The outlook, according to the Group:
- All of our markets remain fiercely competitive and we face a challenging consumer and economic backdrop. Given our unique ownership structure, we will continue to invest in all our businesses and in member benefits, focused on the long term.
- In Food, food price inflation will be a factor in 2017, but we remain confident that our compelling member offer will continue to drive sales. In Funerals, we expect to continue to improve our member offer through the creation of our Life Planning division, which will combine our Funeralcare and Legal Services offer in one business.

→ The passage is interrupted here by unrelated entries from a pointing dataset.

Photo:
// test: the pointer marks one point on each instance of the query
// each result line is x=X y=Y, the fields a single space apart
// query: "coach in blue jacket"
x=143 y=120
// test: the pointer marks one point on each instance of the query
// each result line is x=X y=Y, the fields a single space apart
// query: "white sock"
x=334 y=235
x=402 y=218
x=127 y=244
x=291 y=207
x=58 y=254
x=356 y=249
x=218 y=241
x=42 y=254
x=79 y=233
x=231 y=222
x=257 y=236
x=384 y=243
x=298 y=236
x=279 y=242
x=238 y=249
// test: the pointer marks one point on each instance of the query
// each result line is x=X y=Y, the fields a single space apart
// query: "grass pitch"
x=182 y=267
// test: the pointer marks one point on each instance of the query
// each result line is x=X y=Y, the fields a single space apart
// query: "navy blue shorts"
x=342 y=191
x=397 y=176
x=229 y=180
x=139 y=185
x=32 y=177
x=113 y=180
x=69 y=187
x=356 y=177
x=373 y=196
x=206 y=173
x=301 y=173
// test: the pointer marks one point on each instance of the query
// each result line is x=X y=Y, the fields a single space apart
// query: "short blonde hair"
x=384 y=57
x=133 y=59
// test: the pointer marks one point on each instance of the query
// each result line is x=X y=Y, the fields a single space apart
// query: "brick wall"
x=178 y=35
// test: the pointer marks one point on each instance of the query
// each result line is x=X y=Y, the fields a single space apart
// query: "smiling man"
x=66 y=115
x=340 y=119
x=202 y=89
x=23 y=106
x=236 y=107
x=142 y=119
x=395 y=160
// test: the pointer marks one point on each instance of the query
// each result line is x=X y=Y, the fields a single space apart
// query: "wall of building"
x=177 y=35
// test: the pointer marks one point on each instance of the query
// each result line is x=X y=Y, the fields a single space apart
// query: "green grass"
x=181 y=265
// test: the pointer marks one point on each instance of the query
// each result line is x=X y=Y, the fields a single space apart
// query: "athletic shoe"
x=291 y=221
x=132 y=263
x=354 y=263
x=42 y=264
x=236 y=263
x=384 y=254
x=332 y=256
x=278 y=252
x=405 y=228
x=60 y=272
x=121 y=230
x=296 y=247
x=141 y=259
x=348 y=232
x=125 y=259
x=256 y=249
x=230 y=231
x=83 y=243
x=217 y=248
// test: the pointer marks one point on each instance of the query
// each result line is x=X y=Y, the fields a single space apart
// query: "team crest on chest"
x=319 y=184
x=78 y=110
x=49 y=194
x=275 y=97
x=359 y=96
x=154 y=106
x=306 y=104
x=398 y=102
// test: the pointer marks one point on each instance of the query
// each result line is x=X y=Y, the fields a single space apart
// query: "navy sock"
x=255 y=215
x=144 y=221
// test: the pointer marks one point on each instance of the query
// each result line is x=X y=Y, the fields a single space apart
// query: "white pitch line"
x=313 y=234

In Insurance, market conditions remain fiercely competitive and the outlook for premiums remains uncertain due to inflationary pressure from sterling weakness.
- Against this backdrop, and in line with our long-term plans, we’ll continue to invest to make our Co-op attractive to members and customers.
- As indicated last year, we made no dividend payments to members in 2016 and we have been clear that this will continue through our Rebuild phase, with a continued focus on the 5+ 1 member benefit.
- The benefits we offer to members are fundamental to our strategy. The initial response to the new member benefits was ahead of our expectations, both in terms of new member numbers and increased card usage by existing members. Against that backdrop, by the end of 2017 we expect to have 1m new members, taking membership to almost 5 million. With this target we would expect payouts to members and local causes in 2017 to be over £70m collectively.